Even as Russia continued to bombard and kill Ukrainian civilians this week, NATO said on Tuesday that Canada’s defence spending will amount to just 1.29 per cent of GDP in fiscal 2022-2023. That’s essentially the same percentage as 2021-2022, when it stood at 1.28 per cent and Russia had only just begun its invasion.
It’s also well below the highwater mark of 1.44 per cent that Canada hit in 2017-2018.
In constant 2015 Canadian dollars adjusted for inflation, Canada is this fiscal year spending less on defence than it did five years ago.
It is frankly astonishing that Russia’s illegal war and China’s increasingly aggressive posture have not pierced the Trudeau government’s isolationist armour.
While allies such as Britain, Germany and Japan (which is not part of NATO) are ramping up their defence spending in response to clear and present threats, and the U.S. continues its pump billions of dollars worth of cash, equipment and weapons into Ukraine, Canada hovers near the bottom of the NATO rankings, beside Slovenia, Spain and Luxembourg.
Over the past four years, the gap between Canada’s actual defence spending, as recorded by NATO, and the amount that would be required to hit 2 per cent of GDP has risen to $21-billion from $17-billion.
That’s a lot of money, but Canada’s $2.86-trillion economy can absorb it. Much smaller NATO economies that don’t have the luxury of naiveté – Poland, Estonia, Lithuania, Latvia – routinely meet and surpass the 2-per-cent benchmark.
Even more damning is the fact that Canada is by far the lowest NATO contributor as a share of GDP among Group of Seven countries.

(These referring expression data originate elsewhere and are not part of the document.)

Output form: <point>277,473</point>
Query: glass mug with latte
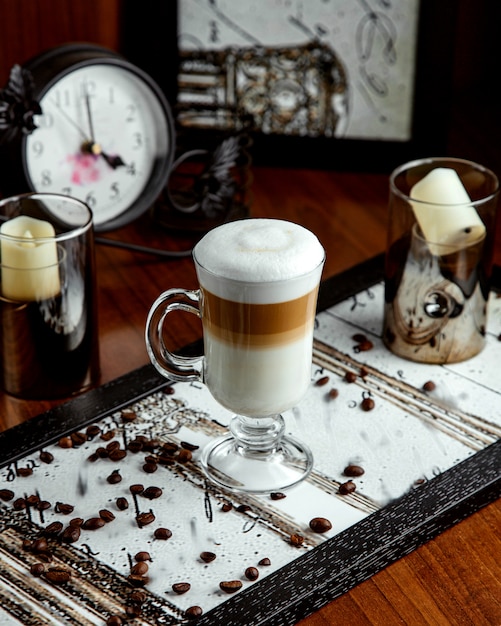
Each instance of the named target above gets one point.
<point>257,300</point>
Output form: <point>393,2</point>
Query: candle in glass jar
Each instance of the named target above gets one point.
<point>29,260</point>
<point>444,211</point>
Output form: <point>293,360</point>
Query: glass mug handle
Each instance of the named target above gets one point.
<point>173,366</point>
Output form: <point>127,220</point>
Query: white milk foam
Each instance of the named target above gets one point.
<point>260,253</point>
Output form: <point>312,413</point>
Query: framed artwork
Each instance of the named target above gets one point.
<point>111,479</point>
<point>327,83</point>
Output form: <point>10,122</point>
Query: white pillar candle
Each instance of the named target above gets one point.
<point>445,213</point>
<point>29,266</point>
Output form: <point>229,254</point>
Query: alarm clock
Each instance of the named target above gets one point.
<point>82,121</point>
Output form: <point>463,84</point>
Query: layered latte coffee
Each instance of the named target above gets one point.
<point>259,281</point>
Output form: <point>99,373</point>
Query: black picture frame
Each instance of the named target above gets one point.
<point>156,29</point>
<point>340,563</point>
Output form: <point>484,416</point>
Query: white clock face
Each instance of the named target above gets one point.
<point>101,133</point>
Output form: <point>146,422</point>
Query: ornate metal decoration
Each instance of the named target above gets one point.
<point>17,105</point>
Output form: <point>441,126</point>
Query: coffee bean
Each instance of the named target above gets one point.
<point>71,534</point>
<point>277,495</point>
<point>128,415</point>
<point>122,504</point>
<point>252,573</point>
<point>193,612</point>
<point>150,468</point>
<point>53,529</point>
<point>93,523</point>
<point>322,381</point>
<point>181,588</point>
<point>46,457</point>
<point>347,487</point>
<point>139,568</point>
<point>207,557</point>
<point>367,404</point>
<point>6,495</point>
<point>152,493</point>
<point>353,470</point>
<point>320,525</point>
<point>106,515</point>
<point>230,586</point>
<point>162,533</point>
<point>184,456</point>
<point>37,569</point>
<point>143,519</point>
<point>58,575</point>
<point>296,540</point>
<point>63,508</point>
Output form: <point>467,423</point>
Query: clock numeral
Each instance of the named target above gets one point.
<point>138,141</point>
<point>115,191</point>
<point>46,178</point>
<point>90,199</point>
<point>37,148</point>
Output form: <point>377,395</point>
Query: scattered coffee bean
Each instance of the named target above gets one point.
<point>320,525</point>
<point>24,472</point>
<point>6,495</point>
<point>46,457</point>
<point>128,415</point>
<point>189,446</point>
<point>53,529</point>
<point>230,586</point>
<point>122,504</point>
<point>252,573</point>
<point>296,540</point>
<point>193,612</point>
<point>63,508</point>
<point>162,533</point>
<point>353,470</point>
<point>71,534</point>
<point>106,515</point>
<point>367,404</point>
<point>322,381</point>
<point>181,588</point>
<point>37,569</point>
<point>277,495</point>
<point>58,575</point>
<point>93,523</point>
<point>184,456</point>
<point>140,568</point>
<point>151,493</point>
<point>150,468</point>
<point>347,487</point>
<point>143,519</point>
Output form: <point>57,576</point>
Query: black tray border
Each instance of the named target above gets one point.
<point>336,566</point>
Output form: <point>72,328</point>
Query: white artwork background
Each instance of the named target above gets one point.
<point>375,40</point>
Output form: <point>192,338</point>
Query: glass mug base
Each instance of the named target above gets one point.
<point>265,461</point>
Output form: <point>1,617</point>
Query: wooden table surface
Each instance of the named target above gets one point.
<point>453,579</point>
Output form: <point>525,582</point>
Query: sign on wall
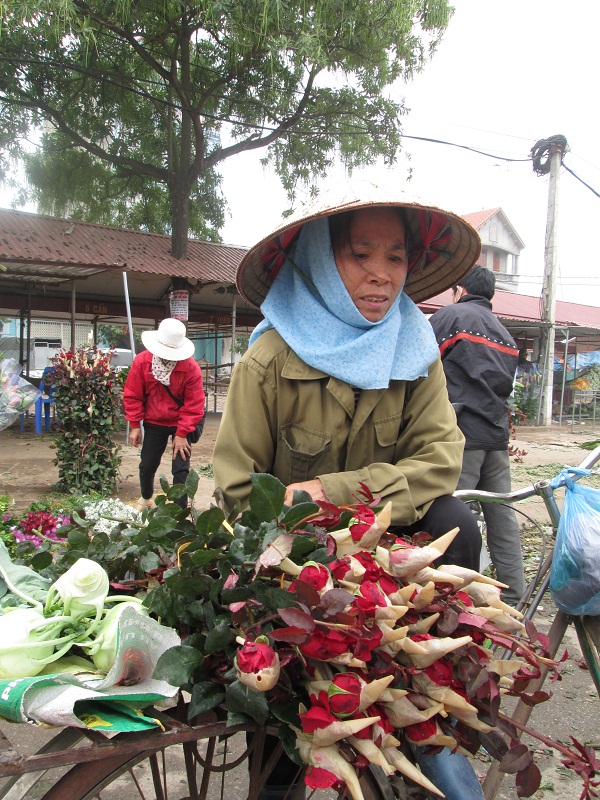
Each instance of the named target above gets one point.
<point>180,304</point>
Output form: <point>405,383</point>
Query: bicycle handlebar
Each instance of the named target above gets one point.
<point>471,495</point>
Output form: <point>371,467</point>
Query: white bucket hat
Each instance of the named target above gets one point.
<point>169,341</point>
<point>442,246</point>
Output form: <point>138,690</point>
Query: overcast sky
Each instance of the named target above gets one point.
<point>506,75</point>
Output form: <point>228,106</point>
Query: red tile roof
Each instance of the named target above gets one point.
<point>477,218</point>
<point>521,307</point>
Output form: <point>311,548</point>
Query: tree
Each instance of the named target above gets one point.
<point>134,97</point>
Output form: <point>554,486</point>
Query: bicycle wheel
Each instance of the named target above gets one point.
<point>214,768</point>
<point>588,632</point>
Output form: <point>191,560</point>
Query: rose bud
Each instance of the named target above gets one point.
<point>317,576</point>
<point>349,693</point>
<point>404,765</point>
<point>362,534</point>
<point>429,733</point>
<point>257,665</point>
<point>327,762</point>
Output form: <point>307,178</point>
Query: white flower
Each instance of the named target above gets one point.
<point>106,513</point>
<point>17,660</point>
<point>82,589</point>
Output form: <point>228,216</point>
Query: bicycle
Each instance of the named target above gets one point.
<point>181,761</point>
<point>587,628</point>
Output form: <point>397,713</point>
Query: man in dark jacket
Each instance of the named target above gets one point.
<point>480,359</point>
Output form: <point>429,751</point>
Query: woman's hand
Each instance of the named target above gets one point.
<point>314,489</point>
<point>181,446</point>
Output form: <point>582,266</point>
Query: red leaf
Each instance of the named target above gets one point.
<point>297,618</point>
<point>517,758</point>
<point>291,634</point>
<point>528,780</point>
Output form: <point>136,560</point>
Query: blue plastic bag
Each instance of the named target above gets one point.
<point>575,574</point>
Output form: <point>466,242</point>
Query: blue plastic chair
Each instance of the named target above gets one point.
<point>43,404</point>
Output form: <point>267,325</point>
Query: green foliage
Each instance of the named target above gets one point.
<point>7,521</point>
<point>144,101</point>
<point>88,403</point>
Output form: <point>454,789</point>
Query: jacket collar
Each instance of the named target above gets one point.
<point>296,369</point>
<point>476,298</point>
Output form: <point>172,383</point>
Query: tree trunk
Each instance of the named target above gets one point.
<point>179,222</point>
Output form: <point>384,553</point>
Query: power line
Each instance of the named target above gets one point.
<point>581,180</point>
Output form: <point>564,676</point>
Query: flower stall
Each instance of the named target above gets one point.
<point>355,642</point>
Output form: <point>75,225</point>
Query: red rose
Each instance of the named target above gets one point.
<point>319,778</point>
<point>316,575</point>
<point>255,656</point>
<point>317,716</point>
<point>369,597</point>
<point>324,645</point>
<point>440,672</point>
<point>367,643</point>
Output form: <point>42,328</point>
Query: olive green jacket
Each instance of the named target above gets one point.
<point>297,423</point>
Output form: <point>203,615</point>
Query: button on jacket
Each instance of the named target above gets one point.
<point>297,423</point>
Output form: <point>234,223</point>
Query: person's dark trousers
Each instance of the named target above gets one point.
<point>489,471</point>
<point>445,513</point>
<point>156,438</point>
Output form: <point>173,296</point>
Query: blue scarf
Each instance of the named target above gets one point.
<point>309,306</point>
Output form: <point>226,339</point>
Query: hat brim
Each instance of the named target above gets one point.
<point>151,343</point>
<point>440,268</point>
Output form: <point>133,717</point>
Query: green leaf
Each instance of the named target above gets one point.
<point>191,484</point>
<point>241,699</point>
<point>301,546</point>
<point>177,665</point>
<point>202,557</point>
<point>218,638</point>
<point>210,521</point>
<point>41,560</point>
<point>204,697</point>
<point>286,712</point>
<point>266,496</point>
<point>297,513</point>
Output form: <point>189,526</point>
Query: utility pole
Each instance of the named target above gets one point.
<point>547,156</point>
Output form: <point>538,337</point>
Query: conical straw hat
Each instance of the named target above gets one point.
<point>443,247</point>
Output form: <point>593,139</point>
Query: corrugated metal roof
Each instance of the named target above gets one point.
<point>477,218</point>
<point>524,308</point>
<point>41,240</point>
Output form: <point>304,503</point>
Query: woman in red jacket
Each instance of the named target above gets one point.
<point>164,391</point>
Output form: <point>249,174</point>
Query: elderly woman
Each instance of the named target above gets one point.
<point>343,382</point>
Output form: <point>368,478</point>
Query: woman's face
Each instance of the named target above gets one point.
<point>373,262</point>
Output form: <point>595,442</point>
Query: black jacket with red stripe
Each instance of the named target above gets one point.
<point>480,359</point>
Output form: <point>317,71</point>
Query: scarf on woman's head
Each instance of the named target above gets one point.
<point>310,308</point>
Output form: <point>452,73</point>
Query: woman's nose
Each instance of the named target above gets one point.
<point>378,270</point>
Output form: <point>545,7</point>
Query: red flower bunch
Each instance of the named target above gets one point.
<point>391,647</point>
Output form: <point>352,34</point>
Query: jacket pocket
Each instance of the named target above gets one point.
<point>387,433</point>
<point>302,454</point>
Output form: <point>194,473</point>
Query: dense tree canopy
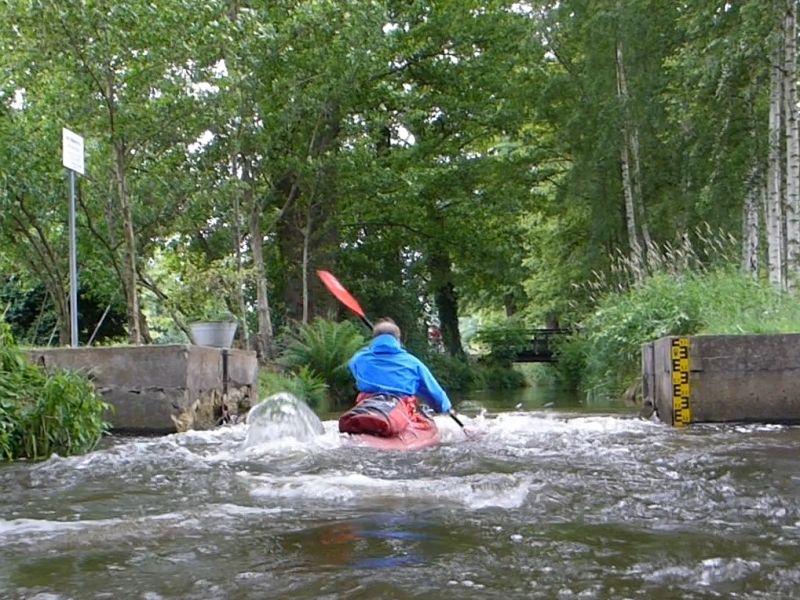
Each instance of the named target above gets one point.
<point>442,158</point>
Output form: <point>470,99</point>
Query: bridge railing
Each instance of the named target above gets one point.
<point>523,345</point>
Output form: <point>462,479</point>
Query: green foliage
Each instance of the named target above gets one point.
<point>454,374</point>
<point>323,348</point>
<point>303,384</point>
<point>43,413</point>
<point>605,354</point>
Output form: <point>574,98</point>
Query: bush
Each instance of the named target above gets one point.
<point>323,348</point>
<point>43,413</point>
<point>303,384</point>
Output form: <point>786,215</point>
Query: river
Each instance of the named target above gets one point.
<point>547,499</point>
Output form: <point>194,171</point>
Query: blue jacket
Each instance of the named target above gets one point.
<point>385,366</point>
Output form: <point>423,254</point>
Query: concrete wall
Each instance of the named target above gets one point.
<point>719,378</point>
<point>163,389</point>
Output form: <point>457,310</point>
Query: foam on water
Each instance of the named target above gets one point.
<point>281,416</point>
<point>473,492</point>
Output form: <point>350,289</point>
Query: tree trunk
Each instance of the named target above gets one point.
<point>446,299</point>
<point>792,205</point>
<point>237,243</point>
<point>629,186</point>
<point>750,222</point>
<point>131,287</point>
<point>263,341</point>
<point>774,213</point>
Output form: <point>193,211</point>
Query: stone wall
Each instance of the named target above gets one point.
<point>164,389</point>
<point>723,378</point>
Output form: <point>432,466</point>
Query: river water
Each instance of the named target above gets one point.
<point>547,499</point>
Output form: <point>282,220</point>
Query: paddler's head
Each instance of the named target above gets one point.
<point>386,325</point>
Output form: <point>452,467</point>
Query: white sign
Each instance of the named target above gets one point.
<point>72,146</point>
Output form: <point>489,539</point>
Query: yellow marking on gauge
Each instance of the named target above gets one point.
<point>681,411</point>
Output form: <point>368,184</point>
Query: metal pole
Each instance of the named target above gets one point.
<point>73,265</point>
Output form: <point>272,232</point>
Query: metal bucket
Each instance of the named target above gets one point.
<point>218,334</point>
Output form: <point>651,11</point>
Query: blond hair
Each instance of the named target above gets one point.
<point>386,325</point>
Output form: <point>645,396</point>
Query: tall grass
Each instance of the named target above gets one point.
<point>678,294</point>
<point>43,413</point>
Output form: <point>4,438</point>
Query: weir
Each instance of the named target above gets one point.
<point>161,389</point>
<point>723,378</point>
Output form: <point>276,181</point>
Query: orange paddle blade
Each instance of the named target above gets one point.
<point>342,295</point>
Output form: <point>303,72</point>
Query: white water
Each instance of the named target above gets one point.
<point>541,504</point>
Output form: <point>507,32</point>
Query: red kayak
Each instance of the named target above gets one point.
<point>389,422</point>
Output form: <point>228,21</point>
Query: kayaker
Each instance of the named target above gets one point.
<point>390,380</point>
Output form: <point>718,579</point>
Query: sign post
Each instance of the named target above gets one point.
<point>72,151</point>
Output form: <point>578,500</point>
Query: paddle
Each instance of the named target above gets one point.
<point>346,298</point>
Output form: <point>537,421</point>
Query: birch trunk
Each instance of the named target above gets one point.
<point>750,222</point>
<point>774,212</point>
<point>628,184</point>
<point>792,205</point>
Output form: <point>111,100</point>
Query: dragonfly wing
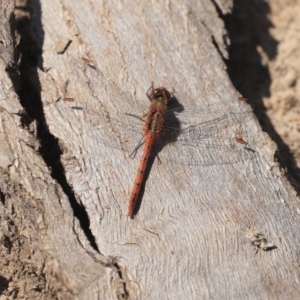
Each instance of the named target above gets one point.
<point>207,143</point>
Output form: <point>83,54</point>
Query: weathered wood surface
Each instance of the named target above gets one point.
<point>190,238</point>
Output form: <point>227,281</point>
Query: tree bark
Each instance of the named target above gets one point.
<point>215,222</point>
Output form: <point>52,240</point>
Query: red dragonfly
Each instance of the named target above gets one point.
<point>189,136</point>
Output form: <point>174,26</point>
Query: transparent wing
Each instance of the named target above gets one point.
<point>200,135</point>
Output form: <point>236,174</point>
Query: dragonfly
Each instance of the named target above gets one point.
<point>170,132</point>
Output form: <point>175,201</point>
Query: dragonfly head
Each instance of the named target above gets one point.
<point>161,94</point>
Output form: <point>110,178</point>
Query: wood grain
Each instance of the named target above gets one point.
<point>189,239</point>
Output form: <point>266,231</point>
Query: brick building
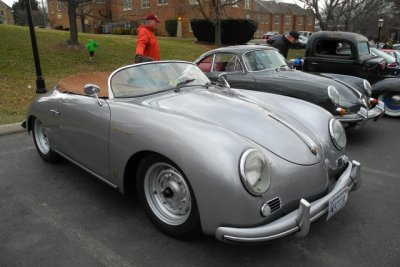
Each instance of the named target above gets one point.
<point>6,15</point>
<point>101,16</point>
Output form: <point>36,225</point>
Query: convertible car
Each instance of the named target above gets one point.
<point>243,166</point>
<point>263,68</point>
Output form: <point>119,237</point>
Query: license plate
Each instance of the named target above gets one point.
<point>337,202</point>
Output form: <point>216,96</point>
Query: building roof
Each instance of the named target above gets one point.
<point>273,7</point>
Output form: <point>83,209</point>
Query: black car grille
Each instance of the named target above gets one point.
<point>274,204</point>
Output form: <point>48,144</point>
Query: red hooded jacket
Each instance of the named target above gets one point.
<point>147,44</point>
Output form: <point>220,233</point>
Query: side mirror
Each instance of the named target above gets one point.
<point>222,79</point>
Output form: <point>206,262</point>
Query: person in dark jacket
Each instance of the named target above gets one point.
<point>284,42</point>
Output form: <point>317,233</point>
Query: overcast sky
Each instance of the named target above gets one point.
<point>10,2</point>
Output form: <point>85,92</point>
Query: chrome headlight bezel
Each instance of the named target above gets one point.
<point>333,95</point>
<point>337,133</point>
<point>367,87</point>
<point>255,172</point>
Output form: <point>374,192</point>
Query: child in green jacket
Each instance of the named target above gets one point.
<point>91,46</point>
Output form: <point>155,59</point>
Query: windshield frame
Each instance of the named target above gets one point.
<point>154,77</point>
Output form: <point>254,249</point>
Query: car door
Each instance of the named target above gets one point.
<point>82,131</point>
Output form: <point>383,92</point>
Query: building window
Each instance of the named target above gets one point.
<point>127,4</point>
<point>145,3</point>
<point>287,20</point>
<point>59,5</point>
<point>300,20</point>
<point>247,4</point>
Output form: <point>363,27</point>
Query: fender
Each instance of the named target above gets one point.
<point>385,85</point>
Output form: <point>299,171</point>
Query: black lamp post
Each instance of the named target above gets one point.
<point>40,86</point>
<point>380,24</point>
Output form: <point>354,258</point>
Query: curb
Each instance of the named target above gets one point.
<point>11,128</point>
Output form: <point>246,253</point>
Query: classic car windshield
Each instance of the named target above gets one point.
<point>263,59</point>
<point>363,48</point>
<point>154,77</point>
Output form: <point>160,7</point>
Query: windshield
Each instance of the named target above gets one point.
<point>386,57</point>
<point>155,77</point>
<point>263,60</point>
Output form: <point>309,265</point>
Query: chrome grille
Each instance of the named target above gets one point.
<point>274,204</point>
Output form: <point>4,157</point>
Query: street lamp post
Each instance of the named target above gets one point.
<point>380,24</point>
<point>40,86</point>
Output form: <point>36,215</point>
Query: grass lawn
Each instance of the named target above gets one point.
<point>18,73</point>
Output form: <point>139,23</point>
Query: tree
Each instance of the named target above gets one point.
<point>217,7</point>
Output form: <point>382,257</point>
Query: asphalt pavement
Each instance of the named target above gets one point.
<point>11,128</point>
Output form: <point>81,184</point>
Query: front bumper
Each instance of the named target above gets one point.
<point>363,115</point>
<point>298,220</point>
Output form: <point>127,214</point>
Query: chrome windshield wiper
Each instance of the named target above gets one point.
<point>179,85</point>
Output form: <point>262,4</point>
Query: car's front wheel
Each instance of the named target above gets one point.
<point>42,142</point>
<point>392,103</point>
<point>167,197</point>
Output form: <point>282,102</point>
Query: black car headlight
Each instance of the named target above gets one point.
<point>367,87</point>
<point>337,133</point>
<point>254,172</point>
<point>333,95</point>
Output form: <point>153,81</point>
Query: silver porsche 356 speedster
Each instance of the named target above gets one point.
<point>241,165</point>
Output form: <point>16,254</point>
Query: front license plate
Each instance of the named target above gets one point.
<point>337,202</point>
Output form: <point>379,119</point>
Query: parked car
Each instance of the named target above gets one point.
<point>392,66</point>
<point>349,53</point>
<point>394,53</point>
<point>241,165</point>
<point>263,68</point>
<point>300,43</point>
<point>306,34</point>
<point>267,35</point>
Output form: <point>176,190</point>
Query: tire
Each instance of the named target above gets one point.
<point>392,103</point>
<point>167,198</point>
<point>42,142</point>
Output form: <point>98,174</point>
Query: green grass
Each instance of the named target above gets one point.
<point>17,68</point>
<point>18,73</point>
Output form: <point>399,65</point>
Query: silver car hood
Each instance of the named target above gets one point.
<point>278,133</point>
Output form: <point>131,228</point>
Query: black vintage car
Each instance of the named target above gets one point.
<point>349,53</point>
<point>263,68</point>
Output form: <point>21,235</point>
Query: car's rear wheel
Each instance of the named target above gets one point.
<point>392,103</point>
<point>167,197</point>
<point>42,142</point>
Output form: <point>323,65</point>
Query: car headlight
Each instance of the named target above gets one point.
<point>333,95</point>
<point>337,133</point>
<point>367,87</point>
<point>254,172</point>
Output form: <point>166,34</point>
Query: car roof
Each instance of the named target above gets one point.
<point>353,37</point>
<point>243,48</point>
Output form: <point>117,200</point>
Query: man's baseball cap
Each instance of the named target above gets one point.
<point>294,34</point>
<point>151,16</point>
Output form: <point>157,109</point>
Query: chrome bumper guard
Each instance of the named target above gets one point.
<point>377,112</point>
<point>298,220</point>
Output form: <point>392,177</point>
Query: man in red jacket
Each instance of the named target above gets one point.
<point>147,48</point>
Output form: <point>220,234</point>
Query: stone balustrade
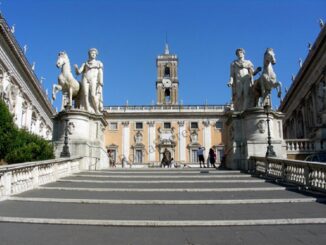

It comes down to a choice for Ottawa: spend less on some programs so that more can go to defence. That’s what writing a federal budget is all about – prioritizing. And right now, in the world we live in, the Trudeau government patently has its priorities wrong.
Ottawa needs to rapidly increase its defence spending, with the ultimate goal of meeting the NATO threshold. Doing so would put our armed forces on a better standing. More importantly, it would demonstrate that Canada is shoulder to shoulder with NATO in the defence of our values.